Glossary term

Protectionism

Protectionism is the use of trade barriers or policies to shield domestic industries from foreign competition.

Updated

May 17, 2026

Read time

2 min read

What Is Protectionism?

Protectionism is the use of trade barriers or policies to shield domestic industries from foreign competition. Common tools include tariffs, import quotas, subsidies, local-content rules, and non-tariff barriers.

Governments may use protectionist policies to support domestic jobs, protect strategic industries, respond to unfair trade practices, or preserve national security. The tradeoff is that consumers and downstream businesses may face higher prices or fewer choices.

Key Takeaways

  • Protectionism uses trade policy to limit foreign competition.
  • Common tools include tariffs, quotas, subsidies, and non-tariff barriers.
  • Protected producers may benefit, while consumers and import-reliant businesses may pay more.
  • Protectionism can invite retaliation and affect supply chains, inflation, and market access.

Policy Tools

A tariff raises the cost of imported goods. A quota limits the amount that can be imported. A subsidy supports domestic producers.
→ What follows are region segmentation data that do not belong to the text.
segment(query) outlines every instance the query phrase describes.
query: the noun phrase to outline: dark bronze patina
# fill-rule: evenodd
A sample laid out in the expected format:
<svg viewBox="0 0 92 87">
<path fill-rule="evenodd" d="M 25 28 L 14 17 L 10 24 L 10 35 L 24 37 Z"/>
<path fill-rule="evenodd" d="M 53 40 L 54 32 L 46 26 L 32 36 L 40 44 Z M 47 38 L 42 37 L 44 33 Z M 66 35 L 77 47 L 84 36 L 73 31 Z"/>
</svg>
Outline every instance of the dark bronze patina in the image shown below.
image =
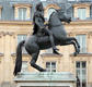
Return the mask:
<svg viewBox="0 0 92 87">
<path fill-rule="evenodd" d="M 70 23 L 71 17 L 69 17 L 64 10 L 56 10 L 56 12 L 51 13 L 48 21 L 48 28 L 46 28 L 44 25 L 45 20 L 43 14 L 44 12 L 43 4 L 38 3 L 36 5 L 36 10 L 37 11 L 35 12 L 33 18 L 34 22 L 33 35 L 27 37 L 26 40 L 23 40 L 18 45 L 14 75 L 16 75 L 18 72 L 21 72 L 23 46 L 25 47 L 27 53 L 32 55 L 32 60 L 30 62 L 31 66 L 38 70 L 39 72 L 46 71 L 45 69 L 36 64 L 41 50 L 45 50 L 50 47 L 55 48 L 55 46 L 73 45 L 76 49 L 76 52 L 73 54 L 77 55 L 80 52 L 80 46 L 77 39 L 74 37 L 67 37 L 67 33 L 61 22 Z"/>
</svg>

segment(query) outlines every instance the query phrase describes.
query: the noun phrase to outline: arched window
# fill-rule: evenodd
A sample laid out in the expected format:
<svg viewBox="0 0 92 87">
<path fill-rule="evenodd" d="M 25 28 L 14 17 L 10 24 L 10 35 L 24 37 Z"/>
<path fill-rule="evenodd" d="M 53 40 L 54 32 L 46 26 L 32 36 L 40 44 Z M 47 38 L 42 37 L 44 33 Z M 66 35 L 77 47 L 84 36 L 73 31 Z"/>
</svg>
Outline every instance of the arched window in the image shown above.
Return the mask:
<svg viewBox="0 0 92 87">
<path fill-rule="evenodd" d="M 49 20 L 49 16 L 53 12 L 56 12 L 56 10 L 54 8 L 49 8 L 48 9 L 48 16 L 47 16 L 47 20 Z"/>
</svg>

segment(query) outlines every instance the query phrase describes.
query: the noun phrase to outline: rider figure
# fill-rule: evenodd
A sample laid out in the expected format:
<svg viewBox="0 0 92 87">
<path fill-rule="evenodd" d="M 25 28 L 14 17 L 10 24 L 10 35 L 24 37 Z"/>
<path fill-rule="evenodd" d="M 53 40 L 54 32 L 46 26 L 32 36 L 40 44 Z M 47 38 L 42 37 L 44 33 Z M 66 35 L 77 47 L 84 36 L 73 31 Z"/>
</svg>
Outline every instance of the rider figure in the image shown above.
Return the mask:
<svg viewBox="0 0 92 87">
<path fill-rule="evenodd" d="M 56 48 L 56 46 L 54 44 L 53 33 L 46 28 L 46 26 L 44 25 L 44 22 L 45 22 L 44 8 L 43 8 L 43 3 L 39 2 L 36 5 L 36 12 L 34 13 L 34 16 L 33 16 L 33 23 L 34 23 L 33 35 L 42 36 L 43 33 L 47 34 L 49 36 L 49 39 L 50 39 L 53 52 L 56 54 L 59 54 L 57 52 L 58 49 Z"/>
</svg>

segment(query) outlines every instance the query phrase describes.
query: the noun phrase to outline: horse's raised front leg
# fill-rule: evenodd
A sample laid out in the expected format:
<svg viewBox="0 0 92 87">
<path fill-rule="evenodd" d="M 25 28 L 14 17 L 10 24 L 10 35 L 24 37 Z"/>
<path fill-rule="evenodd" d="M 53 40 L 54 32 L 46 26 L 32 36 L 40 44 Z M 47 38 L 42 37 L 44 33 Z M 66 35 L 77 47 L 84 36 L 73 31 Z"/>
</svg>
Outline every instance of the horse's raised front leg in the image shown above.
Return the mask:
<svg viewBox="0 0 92 87">
<path fill-rule="evenodd" d="M 31 66 L 33 66 L 34 69 L 38 70 L 39 72 L 45 72 L 44 69 L 42 69 L 41 66 L 38 66 L 36 64 L 37 58 L 38 58 L 39 51 L 32 53 L 32 60 L 31 60 Z"/>
</svg>

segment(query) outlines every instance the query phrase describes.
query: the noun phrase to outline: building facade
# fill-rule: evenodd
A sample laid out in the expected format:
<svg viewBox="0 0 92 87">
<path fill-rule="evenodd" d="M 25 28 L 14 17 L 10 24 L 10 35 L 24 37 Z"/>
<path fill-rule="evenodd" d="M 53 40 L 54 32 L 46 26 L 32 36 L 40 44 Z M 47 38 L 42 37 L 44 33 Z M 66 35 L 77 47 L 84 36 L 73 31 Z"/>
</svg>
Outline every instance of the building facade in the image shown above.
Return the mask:
<svg viewBox="0 0 92 87">
<path fill-rule="evenodd" d="M 14 86 L 13 70 L 18 44 L 33 33 L 32 18 L 38 0 L 0 0 L 0 85 Z M 80 80 L 80 87 L 92 87 L 92 1 L 91 0 L 43 0 L 45 18 L 55 9 L 64 8 L 71 16 L 70 24 L 65 23 L 69 37 L 76 37 L 81 46 L 80 53 L 73 57 L 74 48 L 60 47 L 60 55 L 51 49 L 41 51 L 37 64 L 48 72 L 70 72 Z M 31 57 L 23 48 L 22 72 L 37 72 L 30 65 Z"/>
</svg>

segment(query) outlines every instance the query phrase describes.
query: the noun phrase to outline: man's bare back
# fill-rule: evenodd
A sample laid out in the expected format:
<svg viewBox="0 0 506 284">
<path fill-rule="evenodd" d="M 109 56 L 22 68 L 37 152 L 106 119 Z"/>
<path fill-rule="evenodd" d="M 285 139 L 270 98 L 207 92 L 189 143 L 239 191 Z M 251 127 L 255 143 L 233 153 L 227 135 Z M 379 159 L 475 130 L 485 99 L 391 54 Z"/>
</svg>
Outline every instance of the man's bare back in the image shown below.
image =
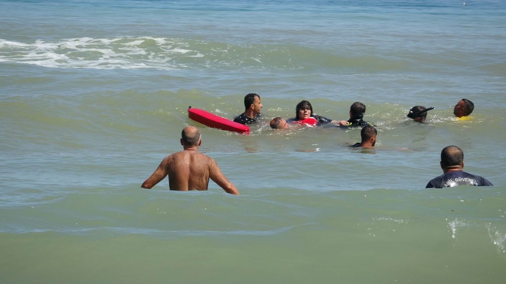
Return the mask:
<svg viewBox="0 0 506 284">
<path fill-rule="evenodd" d="M 192 136 L 197 134 L 198 137 Z M 227 193 L 238 195 L 238 191 L 233 183 L 227 179 L 216 161 L 197 151 L 201 140 L 200 131 L 196 127 L 185 128 L 182 135 L 183 138 L 181 138 L 181 145 L 184 150 L 163 159 L 141 186 L 151 188 L 168 175 L 171 191 L 206 191 L 210 178 Z M 193 140 L 187 141 L 190 138 Z M 198 144 L 195 141 L 198 141 Z"/>
</svg>

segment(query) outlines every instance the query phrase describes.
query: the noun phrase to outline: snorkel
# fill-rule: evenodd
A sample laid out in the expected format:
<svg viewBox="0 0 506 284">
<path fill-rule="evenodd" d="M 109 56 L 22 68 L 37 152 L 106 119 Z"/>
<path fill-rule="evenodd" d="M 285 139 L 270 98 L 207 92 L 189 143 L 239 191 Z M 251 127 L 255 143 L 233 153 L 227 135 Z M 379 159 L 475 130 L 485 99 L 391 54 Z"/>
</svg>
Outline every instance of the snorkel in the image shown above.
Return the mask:
<svg viewBox="0 0 506 284">
<path fill-rule="evenodd" d="M 434 109 L 434 107 L 431 107 L 430 108 L 428 108 L 421 110 L 419 109 L 420 108 L 423 107 L 421 107 L 421 106 L 413 107 L 409 109 L 409 112 L 408 113 L 407 116 L 409 118 L 412 118 L 413 119 L 414 119 L 417 117 L 423 117 L 427 115 L 427 112 L 428 111 Z"/>
</svg>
A non-tariff barrier may use standards, licensing, inspections, procurement rules, or other requirements that make imports harder or more expensive.

These tools can have different legal and economic effects, but they share a common purpose: shifting competitive conditions in favor of domestic producers or policy goals.

Tool

How It Works

Tariff

Adds a tax or duty to imported goods.

Quota

Caps the quantity of imports allowed.

Subsidy

Supports domestic producers through payments, tax benefits, or other aid.

Non-tariff barrier

Uses rules or procedures that restrict or raise the cost of trade.

Consumer and Business Effects

Protectionism can help some domestic firms and workers, especially in industries facing import competition. It can also raise costs for households and companies that use imported inputs.

The effects can ripple through supply chains. A tariff on steel may help domestic steel producers but increase costs for manufacturers, builders, and consumers who buy steel-intensive goods. Trading partners may also retaliate with barriers of their own.

Market Context

Protectionism is often debated during periods of job loss, geopolitical tension, supply-chain stress, or trade deficits. The strongest argument for protection usually depends on a specific industry or policy objective, not a blanket claim that all trade barriers are beneficial.

For investors, trade policy can affect margins, sourcing, inflation, currency values, and sector performance.

The Bottom Line

Protectionism shields domestic industries from foreign competition through trade barriers or support policies. It can help targeted producers, but the costs often show up through higher prices, retaliation risk, and supply-chain disruption.